Unless otherwise indicated, the sequence data that we report are based on DNA isolated from a specific tissue (usually leukocytes). Test reports contain no information about gene sequences in other tissues.
myPrevent - Online Ordering
- The test can be added to your online orders in the Summary and Pricing section.
- Once the test has been added log in to myPrevent to fill out an online requisition form.
- A completed requisition form must accompany all specimens.
- Billing information along with specimen and shipping instructions are within the requisition form.
- All testing must be ordered by a qualified healthcare provider.
(Delivery accepted Monday - Saturday)
- Collect 3 ml -5 ml (5 ml preferred) of whole blood in EDTA (purple top tube) or ACD (yellow top tube). For Test #500-DNA Banking only, collect 10 ml -20 ml of whole blood.
- For small babies, we require a minimum of 1 ml of blood.
- Only one blood tube is required for multiple tests.
- Ship blood tubes at room temperature in an insulated container. Do not freeze blood.
- During hot weather, include a frozen ice pack in the shipping container.
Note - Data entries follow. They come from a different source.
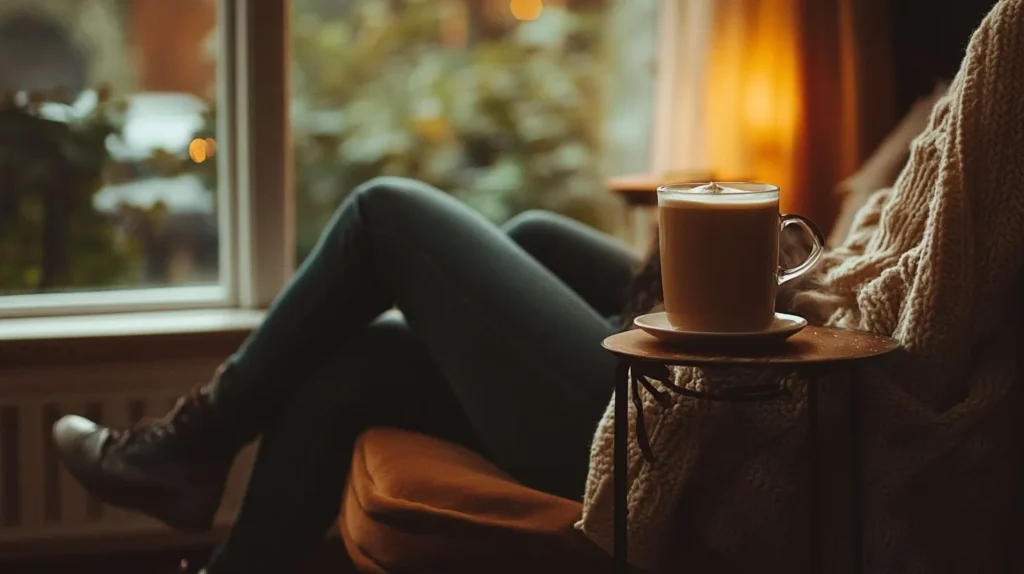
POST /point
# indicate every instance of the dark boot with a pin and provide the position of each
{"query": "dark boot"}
(172, 469)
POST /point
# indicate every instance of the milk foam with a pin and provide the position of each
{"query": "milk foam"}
(720, 193)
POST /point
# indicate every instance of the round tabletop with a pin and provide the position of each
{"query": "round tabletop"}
(813, 345)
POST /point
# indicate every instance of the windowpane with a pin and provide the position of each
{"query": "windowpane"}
(508, 104)
(108, 144)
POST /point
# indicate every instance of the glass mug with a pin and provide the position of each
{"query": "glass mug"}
(720, 251)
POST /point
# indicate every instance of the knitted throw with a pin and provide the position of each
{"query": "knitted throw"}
(935, 262)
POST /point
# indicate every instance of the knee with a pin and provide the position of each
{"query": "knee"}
(394, 196)
(531, 227)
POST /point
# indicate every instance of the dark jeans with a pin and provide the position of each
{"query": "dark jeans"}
(497, 347)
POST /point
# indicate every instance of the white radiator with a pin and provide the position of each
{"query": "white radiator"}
(39, 500)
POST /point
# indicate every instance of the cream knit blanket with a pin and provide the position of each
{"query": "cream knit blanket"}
(934, 262)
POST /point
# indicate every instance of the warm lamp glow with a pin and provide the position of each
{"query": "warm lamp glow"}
(526, 9)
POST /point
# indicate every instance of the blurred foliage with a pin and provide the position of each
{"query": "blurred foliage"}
(51, 164)
(510, 122)
(505, 116)
(53, 161)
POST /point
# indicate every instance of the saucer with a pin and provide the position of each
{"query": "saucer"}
(782, 327)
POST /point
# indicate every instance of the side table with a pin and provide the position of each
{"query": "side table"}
(813, 352)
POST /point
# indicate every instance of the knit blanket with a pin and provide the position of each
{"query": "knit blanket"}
(934, 262)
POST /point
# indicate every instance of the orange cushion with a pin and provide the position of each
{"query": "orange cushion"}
(417, 503)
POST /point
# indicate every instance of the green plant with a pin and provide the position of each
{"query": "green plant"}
(51, 165)
(511, 123)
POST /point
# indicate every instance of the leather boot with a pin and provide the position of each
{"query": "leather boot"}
(172, 469)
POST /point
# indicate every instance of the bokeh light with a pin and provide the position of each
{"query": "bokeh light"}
(197, 150)
(526, 9)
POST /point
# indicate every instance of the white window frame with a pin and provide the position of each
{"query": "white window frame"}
(253, 193)
(255, 184)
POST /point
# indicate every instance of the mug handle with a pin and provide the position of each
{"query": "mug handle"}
(816, 251)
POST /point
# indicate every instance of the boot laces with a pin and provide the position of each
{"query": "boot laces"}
(181, 416)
Place a paper towel or other thin material between the ice pack and the blood tube.
- In cold weather, include an unfrozen ice pack in the shipping container as insulation.
- At room temperature, blood specimen is stable for up to 48 hours.
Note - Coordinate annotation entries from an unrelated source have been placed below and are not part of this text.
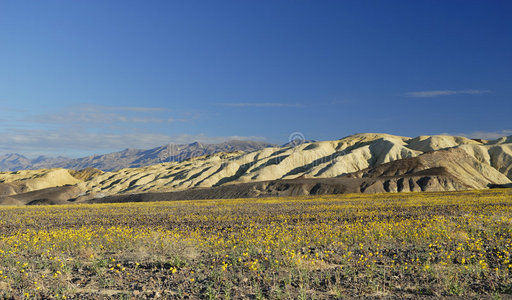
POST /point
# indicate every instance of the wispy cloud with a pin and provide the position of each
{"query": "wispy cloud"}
(94, 114)
(439, 93)
(79, 142)
(140, 109)
(486, 135)
(261, 104)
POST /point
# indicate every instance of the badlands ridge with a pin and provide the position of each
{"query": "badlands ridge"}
(368, 163)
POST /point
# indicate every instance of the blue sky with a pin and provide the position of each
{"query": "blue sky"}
(83, 77)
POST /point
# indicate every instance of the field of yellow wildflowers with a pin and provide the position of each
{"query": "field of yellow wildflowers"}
(406, 244)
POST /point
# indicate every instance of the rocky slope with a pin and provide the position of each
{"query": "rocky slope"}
(360, 163)
(128, 158)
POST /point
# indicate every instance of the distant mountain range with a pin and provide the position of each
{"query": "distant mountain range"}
(361, 163)
(128, 158)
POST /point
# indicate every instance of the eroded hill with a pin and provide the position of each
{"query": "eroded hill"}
(360, 163)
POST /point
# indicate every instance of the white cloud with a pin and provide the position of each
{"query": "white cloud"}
(94, 114)
(78, 143)
(486, 135)
(261, 104)
(438, 93)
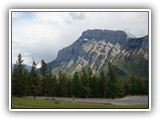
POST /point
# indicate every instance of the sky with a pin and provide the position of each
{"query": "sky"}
(40, 35)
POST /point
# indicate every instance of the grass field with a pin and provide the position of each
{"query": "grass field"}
(38, 103)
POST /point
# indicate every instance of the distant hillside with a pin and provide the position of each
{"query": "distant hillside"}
(95, 48)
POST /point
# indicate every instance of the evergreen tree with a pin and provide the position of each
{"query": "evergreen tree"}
(44, 78)
(62, 78)
(34, 79)
(112, 83)
(94, 87)
(19, 77)
(76, 85)
(102, 84)
(85, 84)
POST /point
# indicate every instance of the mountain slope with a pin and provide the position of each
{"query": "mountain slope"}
(95, 48)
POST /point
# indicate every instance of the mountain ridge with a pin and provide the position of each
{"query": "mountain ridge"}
(95, 48)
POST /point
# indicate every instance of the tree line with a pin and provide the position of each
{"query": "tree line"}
(84, 83)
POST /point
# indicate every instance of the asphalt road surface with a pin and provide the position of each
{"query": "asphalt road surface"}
(129, 100)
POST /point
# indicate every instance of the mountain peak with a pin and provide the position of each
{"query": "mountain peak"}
(111, 36)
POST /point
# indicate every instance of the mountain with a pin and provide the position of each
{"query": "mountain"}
(25, 65)
(95, 48)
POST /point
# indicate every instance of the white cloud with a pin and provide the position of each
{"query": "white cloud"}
(42, 35)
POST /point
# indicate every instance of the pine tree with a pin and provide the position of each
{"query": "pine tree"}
(43, 71)
(94, 87)
(34, 79)
(76, 85)
(19, 77)
(102, 84)
(112, 83)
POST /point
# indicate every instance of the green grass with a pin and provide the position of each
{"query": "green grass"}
(37, 103)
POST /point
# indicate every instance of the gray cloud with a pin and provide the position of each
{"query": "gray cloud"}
(43, 35)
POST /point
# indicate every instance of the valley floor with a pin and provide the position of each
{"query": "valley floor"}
(131, 102)
(128, 100)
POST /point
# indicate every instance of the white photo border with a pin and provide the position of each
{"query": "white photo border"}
(77, 10)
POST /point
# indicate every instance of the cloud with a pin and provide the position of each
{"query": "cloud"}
(42, 34)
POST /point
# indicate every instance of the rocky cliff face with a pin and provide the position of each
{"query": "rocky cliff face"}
(95, 48)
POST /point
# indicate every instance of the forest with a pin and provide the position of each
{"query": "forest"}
(82, 84)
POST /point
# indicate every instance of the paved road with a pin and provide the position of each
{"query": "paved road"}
(129, 100)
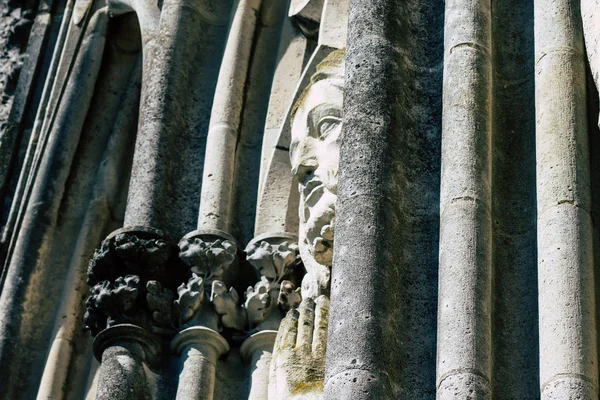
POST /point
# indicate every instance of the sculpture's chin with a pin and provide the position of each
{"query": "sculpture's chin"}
(318, 229)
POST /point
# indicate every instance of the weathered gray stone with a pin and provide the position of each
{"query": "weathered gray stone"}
(567, 314)
(165, 185)
(28, 257)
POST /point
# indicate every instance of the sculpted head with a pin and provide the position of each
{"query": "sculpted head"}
(314, 153)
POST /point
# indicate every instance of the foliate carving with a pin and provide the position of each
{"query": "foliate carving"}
(134, 272)
(274, 261)
(258, 302)
(142, 253)
(206, 258)
(189, 301)
(226, 304)
(112, 302)
(289, 296)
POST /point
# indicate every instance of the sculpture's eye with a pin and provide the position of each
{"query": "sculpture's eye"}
(327, 125)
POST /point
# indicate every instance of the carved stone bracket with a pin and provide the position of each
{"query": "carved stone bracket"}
(134, 273)
(211, 257)
(210, 254)
(138, 251)
(275, 257)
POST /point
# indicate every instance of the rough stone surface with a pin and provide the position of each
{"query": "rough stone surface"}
(425, 172)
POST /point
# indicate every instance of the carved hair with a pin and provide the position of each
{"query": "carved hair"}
(332, 66)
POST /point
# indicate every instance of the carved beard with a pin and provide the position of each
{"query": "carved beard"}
(317, 224)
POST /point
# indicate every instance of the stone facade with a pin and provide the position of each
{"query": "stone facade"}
(299, 199)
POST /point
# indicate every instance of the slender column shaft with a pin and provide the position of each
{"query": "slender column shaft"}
(362, 346)
(164, 188)
(568, 347)
(590, 12)
(125, 351)
(465, 267)
(42, 212)
(96, 220)
(219, 163)
(38, 135)
(199, 348)
(515, 322)
(258, 350)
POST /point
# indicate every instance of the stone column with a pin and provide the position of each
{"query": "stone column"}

- If refrigerated, blood specimen is stable for up to one week.
- Label the tube with the patient name, date of birth and/or ID number.
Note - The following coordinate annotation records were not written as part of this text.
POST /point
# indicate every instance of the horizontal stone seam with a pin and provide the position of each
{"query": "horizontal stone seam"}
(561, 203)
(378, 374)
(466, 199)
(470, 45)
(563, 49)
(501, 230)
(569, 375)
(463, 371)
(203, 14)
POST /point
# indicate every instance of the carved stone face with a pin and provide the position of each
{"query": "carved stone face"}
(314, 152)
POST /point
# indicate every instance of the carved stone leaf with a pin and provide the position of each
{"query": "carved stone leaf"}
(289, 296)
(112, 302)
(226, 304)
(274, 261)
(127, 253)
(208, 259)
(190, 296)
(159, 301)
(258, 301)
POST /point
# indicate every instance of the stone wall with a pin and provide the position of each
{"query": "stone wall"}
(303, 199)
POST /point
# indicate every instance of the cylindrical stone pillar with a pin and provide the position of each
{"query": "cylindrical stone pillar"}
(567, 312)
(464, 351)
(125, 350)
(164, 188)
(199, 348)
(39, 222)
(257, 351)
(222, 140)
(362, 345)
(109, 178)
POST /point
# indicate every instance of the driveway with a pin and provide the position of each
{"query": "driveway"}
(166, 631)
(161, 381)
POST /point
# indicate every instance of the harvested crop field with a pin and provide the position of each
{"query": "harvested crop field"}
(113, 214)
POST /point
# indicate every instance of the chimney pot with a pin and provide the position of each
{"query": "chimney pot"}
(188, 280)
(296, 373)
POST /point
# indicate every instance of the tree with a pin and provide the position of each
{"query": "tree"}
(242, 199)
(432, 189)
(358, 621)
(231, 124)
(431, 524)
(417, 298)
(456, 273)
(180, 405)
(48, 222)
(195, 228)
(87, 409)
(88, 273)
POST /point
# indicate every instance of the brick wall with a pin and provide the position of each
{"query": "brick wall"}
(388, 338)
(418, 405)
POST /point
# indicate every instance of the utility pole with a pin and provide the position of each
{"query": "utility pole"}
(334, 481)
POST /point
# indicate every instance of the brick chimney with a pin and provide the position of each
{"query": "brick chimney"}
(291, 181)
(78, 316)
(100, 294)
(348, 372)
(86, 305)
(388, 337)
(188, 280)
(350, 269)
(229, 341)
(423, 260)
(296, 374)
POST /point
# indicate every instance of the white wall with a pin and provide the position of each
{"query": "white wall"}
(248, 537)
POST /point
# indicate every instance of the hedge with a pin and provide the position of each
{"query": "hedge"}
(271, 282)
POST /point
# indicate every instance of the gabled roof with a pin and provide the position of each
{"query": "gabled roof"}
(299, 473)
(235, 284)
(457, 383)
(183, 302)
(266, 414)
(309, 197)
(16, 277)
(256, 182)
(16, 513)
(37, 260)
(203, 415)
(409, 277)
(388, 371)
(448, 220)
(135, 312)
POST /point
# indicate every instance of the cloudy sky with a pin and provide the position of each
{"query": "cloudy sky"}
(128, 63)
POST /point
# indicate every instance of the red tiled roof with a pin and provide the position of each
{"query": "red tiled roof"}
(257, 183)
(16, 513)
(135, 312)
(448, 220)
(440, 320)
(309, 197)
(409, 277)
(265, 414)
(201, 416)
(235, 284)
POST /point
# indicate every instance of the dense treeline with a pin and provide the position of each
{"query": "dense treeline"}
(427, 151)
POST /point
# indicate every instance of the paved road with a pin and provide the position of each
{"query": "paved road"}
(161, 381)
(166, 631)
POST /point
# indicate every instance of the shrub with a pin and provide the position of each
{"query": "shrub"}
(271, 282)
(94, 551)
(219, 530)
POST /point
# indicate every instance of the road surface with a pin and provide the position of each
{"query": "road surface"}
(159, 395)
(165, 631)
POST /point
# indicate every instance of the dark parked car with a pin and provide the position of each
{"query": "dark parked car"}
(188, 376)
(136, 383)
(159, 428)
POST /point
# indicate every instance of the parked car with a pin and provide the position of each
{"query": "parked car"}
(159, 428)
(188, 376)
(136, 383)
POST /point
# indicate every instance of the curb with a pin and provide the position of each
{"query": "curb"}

(Delivery accepted Monday - Saturday)
- Send in screw cap tube at least 5 µg -10 µg of purified DNA at a concentration of at least 20 µg/ml for NGS and Sanger tests and at least 5 µg of purified DNA at a concentration of at least 100 µg/ml for gene-centric aCGH, MLPA, and CMA tests, minimum 2 µg for limited specimens.
- For requests requiring more than one test, send an additional 5 µg DNA per test ordered when possible.
- DNA may be shipped at room temperature.
- Label the tube with the composition of the solute, DNA concentration as well as the patient’s name, date of birth, and/or ID number.
- We only accept genomic DNA for testing. We do NOT accept products of whole genome amplification reactions or other amplification reactions.
(Delivery preferred Monday - Thursday)
- PreventionGenetics should be notified in advance of arrival of a cell culture.
- Culture and send at least two T25 flasks of confluent cells.
- Some panels may require additional flasks (dependent on size of genes, amount of Sanger sequencing required, etc.). Multiple test requests may also require additional flasks. Please contact us for details.
- Send specimens in insulated, shatterproof container overnight.
- Cell cultures may be shipped at room temperature or refrigerated.
- Label the flasks with the patient name, date of birth, and/or ID number.
- We strongly recommend maintaining a local back-up culture. We do not culture cells.